ConclusionProperly figuring your break-even cost and establishing a proper selling price is a fundamental calculation that all contractors need to understand. It’s the financial foundation of the company. If it’s done improperly, anything built upon it will be unstable and may collapse…just like a house with a weak foundation. With a firm understanding of the concept of break even and calculating proper selling prices, contractors will help dramatically improve the industry’s pathetic 3% average net profit margin.

A note from the author, Michael Bohinc, CPA:

These days, with the multitude of home improvement stores (Home Depot, Lowes, Menards, etc.) out there, there are no guarantees that you will be selling materials to your customers. There has been an increase of install-only work in the industry. It is more difficult to get higher margins and multipliers on the materials like it was in the past because of these stores.
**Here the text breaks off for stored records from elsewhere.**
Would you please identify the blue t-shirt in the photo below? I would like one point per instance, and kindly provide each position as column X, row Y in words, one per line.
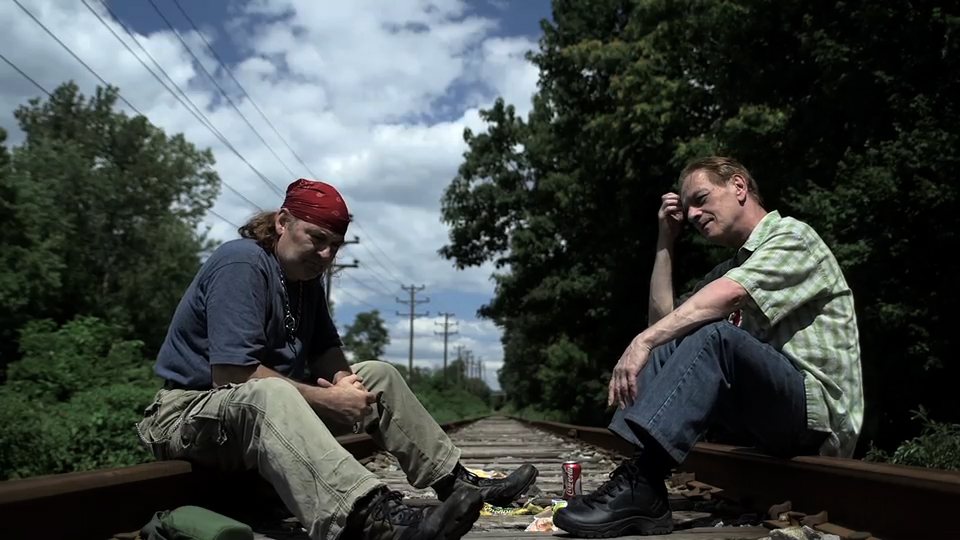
column 233, row 313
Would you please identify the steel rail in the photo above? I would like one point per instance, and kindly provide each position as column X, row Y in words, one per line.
column 892, row 502
column 99, row 504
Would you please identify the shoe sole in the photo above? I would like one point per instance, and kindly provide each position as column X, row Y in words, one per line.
column 507, row 500
column 637, row 525
column 457, row 528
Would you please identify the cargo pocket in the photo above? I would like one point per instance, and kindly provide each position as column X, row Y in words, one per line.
column 202, row 430
column 152, row 429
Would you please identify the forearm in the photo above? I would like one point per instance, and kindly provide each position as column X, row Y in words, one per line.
column 661, row 284
column 330, row 363
column 713, row 302
column 223, row 374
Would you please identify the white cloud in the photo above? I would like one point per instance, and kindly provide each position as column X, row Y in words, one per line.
column 373, row 95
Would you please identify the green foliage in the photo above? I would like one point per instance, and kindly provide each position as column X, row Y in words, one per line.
column 72, row 402
column 367, row 337
column 100, row 217
column 846, row 114
column 450, row 398
column 937, row 446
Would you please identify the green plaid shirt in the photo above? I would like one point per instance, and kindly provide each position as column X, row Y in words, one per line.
column 801, row 305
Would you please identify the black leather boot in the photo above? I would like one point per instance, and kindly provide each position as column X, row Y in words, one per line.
column 633, row 501
column 381, row 515
column 496, row 491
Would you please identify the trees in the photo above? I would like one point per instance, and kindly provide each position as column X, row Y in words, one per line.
column 101, row 213
column 846, row 113
column 367, row 337
column 99, row 218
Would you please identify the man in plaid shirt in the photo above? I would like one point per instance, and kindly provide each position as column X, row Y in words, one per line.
column 765, row 344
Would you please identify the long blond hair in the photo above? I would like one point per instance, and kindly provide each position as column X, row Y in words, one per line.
column 262, row 228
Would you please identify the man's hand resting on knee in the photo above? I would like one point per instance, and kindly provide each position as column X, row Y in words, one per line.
column 347, row 402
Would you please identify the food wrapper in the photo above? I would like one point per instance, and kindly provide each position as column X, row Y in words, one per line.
column 543, row 521
column 542, row 524
column 528, row 509
column 487, row 474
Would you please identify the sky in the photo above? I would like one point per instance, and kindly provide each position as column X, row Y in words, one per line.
column 370, row 96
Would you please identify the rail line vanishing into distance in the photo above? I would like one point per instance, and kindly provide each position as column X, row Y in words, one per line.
column 720, row 492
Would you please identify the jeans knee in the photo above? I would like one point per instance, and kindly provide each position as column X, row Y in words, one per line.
column 719, row 328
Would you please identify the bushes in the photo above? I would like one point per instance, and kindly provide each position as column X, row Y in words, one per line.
column 72, row 402
column 937, row 446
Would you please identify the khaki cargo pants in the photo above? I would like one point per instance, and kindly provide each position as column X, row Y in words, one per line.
column 265, row 424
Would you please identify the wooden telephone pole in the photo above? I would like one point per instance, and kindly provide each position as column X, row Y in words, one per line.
column 413, row 314
column 446, row 336
column 333, row 268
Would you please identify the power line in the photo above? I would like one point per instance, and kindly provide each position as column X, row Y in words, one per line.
column 367, row 286
column 220, row 88
column 25, row 76
column 204, row 121
column 47, row 92
column 242, row 89
column 227, row 69
column 413, row 314
column 446, row 336
column 73, row 54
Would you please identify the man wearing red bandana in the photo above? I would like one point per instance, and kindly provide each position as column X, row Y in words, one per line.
column 256, row 378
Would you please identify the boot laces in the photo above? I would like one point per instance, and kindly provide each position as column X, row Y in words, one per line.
column 626, row 474
column 389, row 507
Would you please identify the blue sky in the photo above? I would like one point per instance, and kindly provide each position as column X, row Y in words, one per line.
column 371, row 96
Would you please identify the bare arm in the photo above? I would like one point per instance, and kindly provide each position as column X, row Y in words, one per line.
column 661, row 283
column 225, row 373
column 714, row 301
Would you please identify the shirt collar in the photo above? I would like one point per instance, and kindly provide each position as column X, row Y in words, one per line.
column 760, row 233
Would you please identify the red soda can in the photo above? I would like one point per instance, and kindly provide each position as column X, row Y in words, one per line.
column 571, row 479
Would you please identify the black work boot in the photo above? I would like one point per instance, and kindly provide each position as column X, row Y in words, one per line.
column 381, row 515
column 633, row 501
column 496, row 491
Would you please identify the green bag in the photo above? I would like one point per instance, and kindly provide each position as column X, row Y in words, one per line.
column 194, row 523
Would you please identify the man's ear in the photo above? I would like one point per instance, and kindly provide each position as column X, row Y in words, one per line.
column 283, row 220
column 740, row 187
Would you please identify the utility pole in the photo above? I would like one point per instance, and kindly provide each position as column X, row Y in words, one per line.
column 413, row 305
column 333, row 268
column 446, row 334
column 460, row 366
column 469, row 370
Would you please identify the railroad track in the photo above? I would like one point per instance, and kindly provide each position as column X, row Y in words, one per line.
column 723, row 492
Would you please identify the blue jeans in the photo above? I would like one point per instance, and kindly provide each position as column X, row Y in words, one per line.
column 718, row 373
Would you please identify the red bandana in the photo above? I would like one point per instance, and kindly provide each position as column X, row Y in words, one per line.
column 319, row 203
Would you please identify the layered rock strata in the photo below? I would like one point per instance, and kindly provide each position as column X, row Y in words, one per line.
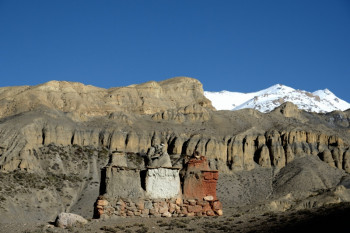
column 156, row 191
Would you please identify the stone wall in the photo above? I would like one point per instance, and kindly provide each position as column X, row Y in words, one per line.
column 163, row 183
column 160, row 207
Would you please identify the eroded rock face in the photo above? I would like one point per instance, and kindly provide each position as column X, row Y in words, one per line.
column 66, row 129
column 84, row 101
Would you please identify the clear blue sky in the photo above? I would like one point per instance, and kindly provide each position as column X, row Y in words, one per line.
column 233, row 45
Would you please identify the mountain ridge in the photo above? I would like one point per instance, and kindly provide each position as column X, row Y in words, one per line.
column 320, row 101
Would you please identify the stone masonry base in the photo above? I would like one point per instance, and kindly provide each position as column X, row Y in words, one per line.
column 176, row 207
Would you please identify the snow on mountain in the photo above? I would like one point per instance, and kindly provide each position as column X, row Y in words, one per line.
column 272, row 97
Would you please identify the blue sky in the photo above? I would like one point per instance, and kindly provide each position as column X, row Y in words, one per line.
column 231, row 45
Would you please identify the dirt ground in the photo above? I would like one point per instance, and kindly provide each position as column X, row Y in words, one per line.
column 323, row 219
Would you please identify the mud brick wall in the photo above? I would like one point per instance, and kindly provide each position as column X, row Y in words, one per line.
column 156, row 208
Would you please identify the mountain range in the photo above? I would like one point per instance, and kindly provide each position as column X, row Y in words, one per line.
column 266, row 100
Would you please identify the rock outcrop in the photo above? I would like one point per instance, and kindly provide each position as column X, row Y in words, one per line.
column 66, row 131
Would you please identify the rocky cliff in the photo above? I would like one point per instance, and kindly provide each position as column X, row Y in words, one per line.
column 64, row 129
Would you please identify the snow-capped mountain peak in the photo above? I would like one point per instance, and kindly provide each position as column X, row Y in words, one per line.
column 272, row 97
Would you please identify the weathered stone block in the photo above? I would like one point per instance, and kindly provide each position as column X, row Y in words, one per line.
column 210, row 213
column 166, row 214
column 195, row 209
column 219, row 212
column 102, row 202
column 148, row 205
column 192, row 202
column 217, row 205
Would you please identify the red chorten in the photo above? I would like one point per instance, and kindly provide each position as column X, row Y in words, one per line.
column 200, row 181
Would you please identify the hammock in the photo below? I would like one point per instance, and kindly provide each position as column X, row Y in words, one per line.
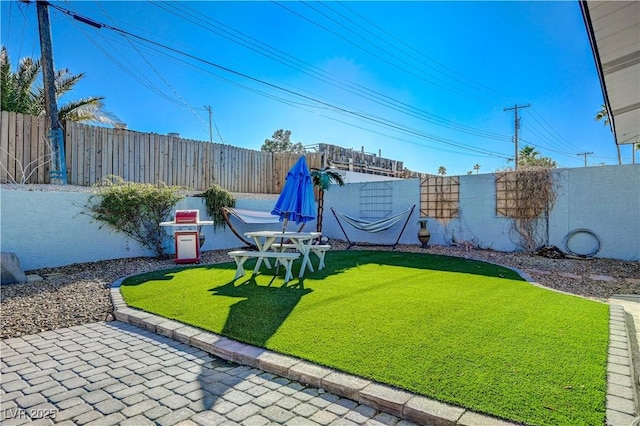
column 373, row 226
column 249, row 217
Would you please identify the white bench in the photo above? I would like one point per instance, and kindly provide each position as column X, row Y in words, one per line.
column 318, row 249
column 241, row 256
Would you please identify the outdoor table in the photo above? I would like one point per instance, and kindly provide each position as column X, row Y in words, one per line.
column 302, row 241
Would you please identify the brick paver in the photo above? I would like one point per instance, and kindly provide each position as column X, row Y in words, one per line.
column 119, row 373
column 109, row 380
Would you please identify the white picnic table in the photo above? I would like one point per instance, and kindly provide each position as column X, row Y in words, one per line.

The stores are purchasing such huge quantities of materials from the manufacturers that they are able to offer the items to the general public at prices lower than industry suppliers can purchase them. The margins on many items have been squeezed significantly over the years because of the proliferation of these home improvement stores.

Because of this situation, I advocate that you recover all of your overhead costs through your labor. Why? If you apply a portion of your overhead costs on the materials you sell, what happens when a customer calls and asks you to install a sink, faucet and garbage disposal for them that they purchased at Home Depot or Lowes? They are supplying the materials for this job so that any overhead cost recovery that you normally apply to your material sales is gone. At this point, it’s tough to go back and cover that in your labor cost for the job. What happens to the job with this overhead shortfall? Who gets “short-changed” in this scenario? The contractor does. I’m not suggesting you don’t apply a margin to the material portion of the sale, just make sure all of the overhead is recovered through the labor portion. Anything you make on the material portion of the sale will go straight to the bottom line.

A couple of notes on this method of overhead cost recovery. If a job is labor-intensive (mostly labor with little or no materials), it’s possible that you may overbid the job because all of the overhead has been recovered through labor. If a job is material-intensive (mostly material with little labor), you may underbid the job and lose money because a low amount of overhead will be recoveredthrough the labor component and no overhead is recovered through the materials. This is why some contractors are using the dual-source overhead recovery method to allocate their overhead costs. Under this method, overhead is recovered (and allocated) to both the material and labor components of the job. Because this method is more complicated and often miscalculated, it is not covered in this overview.